I think one of the major challenges not only for someone with bipolar disorder but anyone in life is the fact that we judge ourselves, our feelings, our thoughts and our own opinions. It’s hard to be comfortable with who you are, even in the mess of life. To accept yourself is the ultimate self-care. To love yourself unconditionally. When you do others opinions no longer hold weight. As if you loved someone very much and cherished them if another person came along and called them garbage you wouldn’t believe it for a second, at least not based on their sole opinion. So why do we believe it when others say harsh things to us or challenge us?

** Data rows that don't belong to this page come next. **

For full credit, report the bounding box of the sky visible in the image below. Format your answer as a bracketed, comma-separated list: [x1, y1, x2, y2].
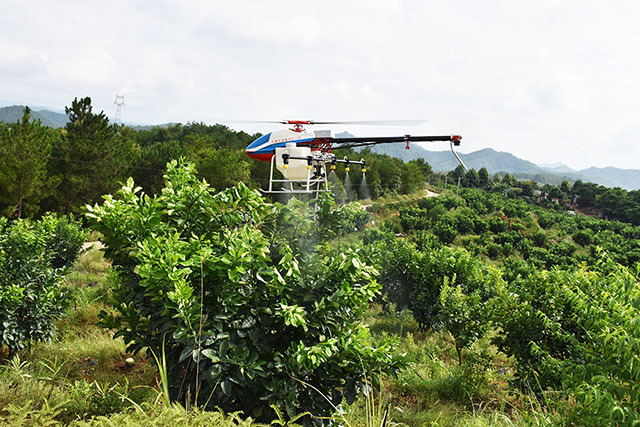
[0, 0, 640, 169]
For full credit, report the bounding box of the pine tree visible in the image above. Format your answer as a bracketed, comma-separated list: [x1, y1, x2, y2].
[0, 107, 60, 218]
[58, 97, 137, 213]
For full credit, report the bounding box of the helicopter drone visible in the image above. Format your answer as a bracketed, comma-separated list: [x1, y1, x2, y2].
[246, 120, 467, 193]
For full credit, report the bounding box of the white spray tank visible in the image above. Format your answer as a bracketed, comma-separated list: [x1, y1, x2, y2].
[275, 142, 311, 181]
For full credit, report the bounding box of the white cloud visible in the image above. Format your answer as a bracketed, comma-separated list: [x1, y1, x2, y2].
[0, 0, 640, 167]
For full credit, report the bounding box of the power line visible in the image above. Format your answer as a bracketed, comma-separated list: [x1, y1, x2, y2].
[113, 94, 124, 125]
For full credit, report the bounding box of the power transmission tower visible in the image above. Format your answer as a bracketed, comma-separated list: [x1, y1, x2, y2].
[113, 95, 124, 125]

We aren’t secure in ourselves. This is achievable though. It takes time and energy to cultivate self-love, like with any relationship, the one with yourself takes work. How to do it? It’s different for everyone. I personally indulge myself with the things that make me happy, these things are not usually things. I enjoy strolling through the parks or shops where I live, hiking, art, movies, baths, facial care, writing, ect. The small things that give you a lift, amplify it. Another thing I practice is positive self-talk. There is a judgmental voice in all of us, for some louder than others that asks, “why did you do that, why do you think that you are “insert mean adjective here” for being this way.” But I started consciously responding to that voice and reasoning with it, telling it why reaffirming my own decisions and simply telling myself every day multiple times a day that I am enough. I am smart enough, I am strong enough, I am brave enough, I am beautiful. It starts consciously it has to, then it becomes a habit, then it becomes real to you. You believe it. You believe the thoughts you consistently tell yourself. It’s a beautiful thing to be able to have self-love, to not have to be filled by another person because you are already full and can give the best of yourself.
I’m currently working on being able to speak my truths, my opinions, my thoughts, my feelings. It’s hard to be challenged by others to be asked why you believe what you do and feel uneasy about how to explain it. There is a fear there. I’m working to overcome this fear to live more openly. No pain no gain as they say. It is hard but it is worth it to grow as a person. Thank you for reading.